The film also invites a critique of those secondary roles. Even with committed performances, the characters can feel thinly drawn, functioning as symbols of competing paths rather than fully realized people. Visions succeeds most as a character-driven psychological study, focused on Estelle’s identity crisis and her confrontation with suppressed desire. The resolution of the external mystery matters less than the experience of watching her sense of self fracture, and Kruger’s layered work keeps the film absorbing even when the plot knots itself into deliberate confusion or slips toward predictability.
Visions is a French psychological thriller that explores the psychological and emotional unraveling of a highly controlled woman whose past resurfaces to shatter her carefully constructed present. The movie premiered at the Angoulême Francophone Film Festival on August 24, 2023, before its general French release on September 6, 2023. As of today, December 15, 2025, the film may be available for rent or purchase through various Video On Demand (VOD) platforms such as Amazon Video and Apple TV, depending on your geographic region.
Full Credits
Title: Visions
Distributor: SND (Société Nouvelle de Distribution) Films
Release date: September 6, 2023 (France)
Running time: 123 minutes
Director: Yann Gozlan
Writers: Jean-Baptiste Delafon, Yann Gozlan, Aurélie Valat, Michel Fessler, Audrey Diwan (collaboration)
Producers and Executive Producers: Thibault Gast, Éric Nebot, Matthias Weber
Cast: Diane Kruger, Mathieu Kassovitz, Marta Nieto, Amira Casar, Grégory Fitoussi, Élodie Navarre
Director of Photography (Cinematographer): Antoine Sanier
Editors: Valentin Féron
Composer: Philippe Rombi
The Review
Visions
Visions is a stylish, technically proficient thriller anchored by Diane Kruger’s intense central performance. The film excels at establishing a pervasive mood of psychological erosion through controlled direction, polished cinematography, and effective sound design. While the narrative's heavy reliance on ambiguity can occasionally make the central mystery feel thin or predictable, Kruger successfully grounds the character's internal conflict, making her descent into paranoia compelling. It is an engaging study of self-suppression and identity that prioritizes atmosphere and performance over pure plot originality.
PROS
- A highly effective, restrained portrayal that anchors the film's emotional weight.

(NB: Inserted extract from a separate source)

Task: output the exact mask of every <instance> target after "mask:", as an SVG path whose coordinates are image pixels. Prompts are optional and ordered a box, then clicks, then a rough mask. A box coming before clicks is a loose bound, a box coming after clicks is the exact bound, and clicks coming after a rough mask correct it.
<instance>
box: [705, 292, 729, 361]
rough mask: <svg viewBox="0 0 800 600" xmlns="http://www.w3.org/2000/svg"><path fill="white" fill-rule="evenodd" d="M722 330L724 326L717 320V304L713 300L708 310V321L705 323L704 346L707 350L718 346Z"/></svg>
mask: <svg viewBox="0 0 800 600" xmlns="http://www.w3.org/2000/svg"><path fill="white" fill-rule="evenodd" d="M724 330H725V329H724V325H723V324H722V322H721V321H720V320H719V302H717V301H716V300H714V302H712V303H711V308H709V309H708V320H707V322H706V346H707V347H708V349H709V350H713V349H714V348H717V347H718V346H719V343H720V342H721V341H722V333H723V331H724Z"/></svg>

- Yann Gozlan creates a sleek, controlled atmosphere using cool lighting and symmetrical settings.
- Excellent use of sound design and visual motifs (like the eyes) effectively builds suspense and paranoia.
- The film successfully focuses on the internal destabilization and identity crisis of the protagonist.
CONS
- The central mystery and its resolution may feel shallow or conventional to seasoned thriller viewers.
- Supporting roles, particularly the husband and the lover, sometimes function more as symbolic foils than fully developed individuals.
- The overuse of blurring lines between reality, dream, and memory can occasionally feel like a structural strategy to disguise a lack of narrative depth.
- The deliberate pacing, especially in sequences reinforcing the protagonist's disorientation, may occasionally feel slow.